そのような授業ですので、話し方の指導や生徒さん同士の発言も多々あり、オンライン授業といえども気を抜けません。
ある大学の授業での話です。
最初は生徒たちも緊張感を持ちつつ、自宅で授業を受講していたのですが、そのうち友人の家やファミレスなどで授業を受ける生徒も出てきました。
2021年の12月にはこんなことが...。
「先生、すみません。家の鍵を忘れてしまったので、親が帰宅するまで家に入れません。玄関で授業を受けてもいいですか」
1人の生徒(22歳)からそんな連絡がありました。
授業の開始時刻は16時、90分間の授業です。
授業に必要なものは筆記用具と五線紙です。
クマ、ゾウ、ウサギ、牛、リスなど、手持ちのぬいぐるみも用意します。
冬至が近い季節でしたので、日が沈むまでわずか。
そんな中、生徒さんは必要なものを出し、寒い中、外で授業を受けていました。
玄関で授業を受けている生徒さんの画面は次第に薄暗くなっていきます。
「〇〇さ~ん、大丈夫?」
「先生~、こちらはよく見えていま~す」
始めのうちはぬいぐるみを持ちながら、お互いにこやかに対応をしていましたが、その都度その都度、あちらこちらから笑い声が聞こえ、まともな授業になりません。
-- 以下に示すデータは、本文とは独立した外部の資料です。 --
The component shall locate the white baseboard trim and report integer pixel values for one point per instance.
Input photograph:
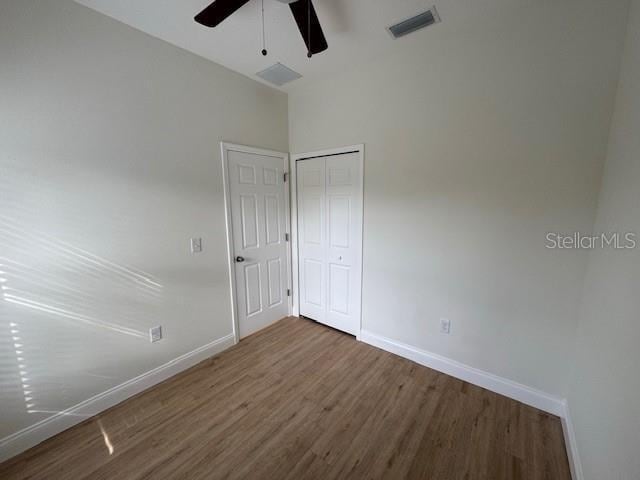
(572, 444)
(38, 432)
(503, 386)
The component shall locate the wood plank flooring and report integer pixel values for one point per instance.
(301, 401)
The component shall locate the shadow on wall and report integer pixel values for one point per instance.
(56, 302)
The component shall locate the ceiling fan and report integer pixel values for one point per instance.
(302, 10)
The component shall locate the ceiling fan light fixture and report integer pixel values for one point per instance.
(278, 75)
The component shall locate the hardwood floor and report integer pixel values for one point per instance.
(301, 401)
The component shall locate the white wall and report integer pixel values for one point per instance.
(109, 163)
(482, 134)
(604, 398)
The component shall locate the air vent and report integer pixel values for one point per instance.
(278, 74)
(415, 23)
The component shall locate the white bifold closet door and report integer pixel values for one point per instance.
(330, 240)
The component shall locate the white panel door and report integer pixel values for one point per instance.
(330, 239)
(258, 213)
(312, 243)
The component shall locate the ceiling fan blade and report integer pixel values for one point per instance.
(218, 11)
(306, 17)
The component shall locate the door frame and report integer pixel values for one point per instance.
(359, 149)
(225, 148)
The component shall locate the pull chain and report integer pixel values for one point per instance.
(264, 46)
(309, 54)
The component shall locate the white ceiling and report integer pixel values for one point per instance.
(355, 30)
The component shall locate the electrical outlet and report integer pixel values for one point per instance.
(155, 334)
(196, 245)
(445, 326)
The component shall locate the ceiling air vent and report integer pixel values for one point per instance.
(278, 74)
(412, 24)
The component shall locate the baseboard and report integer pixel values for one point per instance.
(508, 388)
(572, 444)
(34, 434)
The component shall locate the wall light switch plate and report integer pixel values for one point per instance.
(445, 326)
(155, 334)
(196, 245)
そしてついに日没を迎え、画面に映る生徒さんの顔はまるで亡霊のよう。
「先生、画面が見えないと、かえって音に集中できます」
うん、そうだね、でも手元に写るはずの五線紙は真っ暗で、こちらからは確認できません。
そして、時折携帯からの光が放たれる中...ついに生徒さんの顔は画面から消えていきました。